Çok partililik (multipartisme) 7 Mayıs seçimlerine de damgasını vuracak. Son anketler iki büyük partinin yüzde 34 civarında oy oranıyla başa baş geldiğini ve Meclis’te salt çoğunluğa ulaşamayacağını ortaya koyuyor. Cameron hükümetinin küçük ortağı Libdem ise yüzde 8 oranında desteğe sahip görünüyor. Bu tablo yüzde 24-25 civarında oyun diğer küçük partiler arasında paylaşılacağını ortaya koyuyor.
Aslında seçmen tercihlerinin farklılaşmasından yararlanan partilerin başında aşırı sağ olarak nitelenmesi gereken AB karşıtı Birleşik Krallık Bağımsızlık Partisi (UKIP/United Kingdom İndependance Party) geliyor. AB’den çıkarak sınırların kontrol edilmesi ve yabancı göçünün sınırlanmasını savunan UKIP bugün yüzde 12 dolayında seçmen desteğiyle üçüncü parti konumuna yükselmiş durumda. Ne var ki dar bölgeli seçim sistemi her seçim bölgesinde bir oy farkla bile olsa birinci gelen partiyi ödüllendirdiğinden, başka bir deyişle ikincinin oylarını yaktığından, desteği ülke geneline yayılan UKİP’in oy oranıyla orantılı sandalye kazanması mümkün görünmüyor. UKIP’in Avam Kamarası’nda halen doğrudan seçilmemiş iki üyesi var ve bu partinin karizmatik lideri Nigel Farage dâhil ancak 4-5 milletvekili çıkaracağı tahmin olunuyor.

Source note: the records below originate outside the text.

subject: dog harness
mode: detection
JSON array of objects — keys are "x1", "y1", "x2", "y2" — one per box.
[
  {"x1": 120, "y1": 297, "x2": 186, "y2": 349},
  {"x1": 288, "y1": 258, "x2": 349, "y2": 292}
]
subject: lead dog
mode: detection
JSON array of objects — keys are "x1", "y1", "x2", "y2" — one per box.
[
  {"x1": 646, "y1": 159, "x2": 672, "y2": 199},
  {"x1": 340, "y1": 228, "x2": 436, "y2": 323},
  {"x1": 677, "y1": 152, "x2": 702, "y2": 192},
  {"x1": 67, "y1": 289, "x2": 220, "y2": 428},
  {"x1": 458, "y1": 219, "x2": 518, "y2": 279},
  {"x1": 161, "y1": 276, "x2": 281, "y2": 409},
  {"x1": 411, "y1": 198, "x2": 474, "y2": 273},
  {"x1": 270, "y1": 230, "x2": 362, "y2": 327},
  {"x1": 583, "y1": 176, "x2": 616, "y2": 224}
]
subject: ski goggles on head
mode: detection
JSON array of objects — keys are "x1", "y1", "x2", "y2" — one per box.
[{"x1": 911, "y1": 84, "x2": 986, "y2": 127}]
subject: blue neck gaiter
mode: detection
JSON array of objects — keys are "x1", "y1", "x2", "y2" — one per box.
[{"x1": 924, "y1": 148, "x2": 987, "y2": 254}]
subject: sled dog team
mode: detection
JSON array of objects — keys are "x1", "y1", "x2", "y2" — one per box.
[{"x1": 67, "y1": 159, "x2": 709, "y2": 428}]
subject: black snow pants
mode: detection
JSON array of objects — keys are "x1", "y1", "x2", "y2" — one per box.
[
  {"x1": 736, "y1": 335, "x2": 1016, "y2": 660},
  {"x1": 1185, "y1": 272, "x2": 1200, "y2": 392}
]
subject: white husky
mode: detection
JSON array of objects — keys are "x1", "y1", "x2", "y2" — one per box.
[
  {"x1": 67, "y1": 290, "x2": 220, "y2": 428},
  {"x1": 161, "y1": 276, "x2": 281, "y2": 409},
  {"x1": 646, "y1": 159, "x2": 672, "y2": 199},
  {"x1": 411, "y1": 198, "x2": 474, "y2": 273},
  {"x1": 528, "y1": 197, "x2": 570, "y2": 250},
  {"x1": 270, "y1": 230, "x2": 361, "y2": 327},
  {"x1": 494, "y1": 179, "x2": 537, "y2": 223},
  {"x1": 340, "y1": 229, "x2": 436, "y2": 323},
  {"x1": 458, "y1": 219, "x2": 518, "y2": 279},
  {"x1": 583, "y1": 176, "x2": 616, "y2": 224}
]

Buna karşılık, oyları belirli bir bölgede yoğunlaştığı için seçim sisteminden yararlanan İskoçya Ulusal Partisi (SNP/ Scottish National Party) çıkaracağı 40’ın üzerinde milletvekili ile gelecek iktidarın anahtarını elinde tutuyor. SNP’nin bugünkü Avam Kamarası’nda sadece 6 milletvekiline sahip olduğu düşünülecek olursa, 7 Mayıs seçimlerinin gerçek kazananının İskoç milliyetçileri olduğunu kabul etmek gerekir. İskoçya’nın bağımsızlığı referandumunda “hayır” cephesinde birleşen bütün partilere karşı yüzde 45 oranında oy almayı başaran SNP arzu ettiği gibi İskoçya’nın geleceğini belirleyemedi belki ama Büyük Britanya’nın kaderini belirleyeceğe benziyor.
İskoç referandumuyla ilgili yazılarımda altını çizdiğim gibi, SNP’nin sandık zaferinden en çok zarar görecek parti Labour. İçi Partisi 2010’da İskoçya’daki 59 seçim bölgesinden 40 milletvekili çıkarmıştı. Şimdi İskoçya’nın mevcut 59 sandalyesinden 40 ila 50 kadarına SNP etiketli milletvekillerinin oturması bekleniyor. Bu, Labour için kelimenin tam anlamıyla bir deprem anlamına geliyor.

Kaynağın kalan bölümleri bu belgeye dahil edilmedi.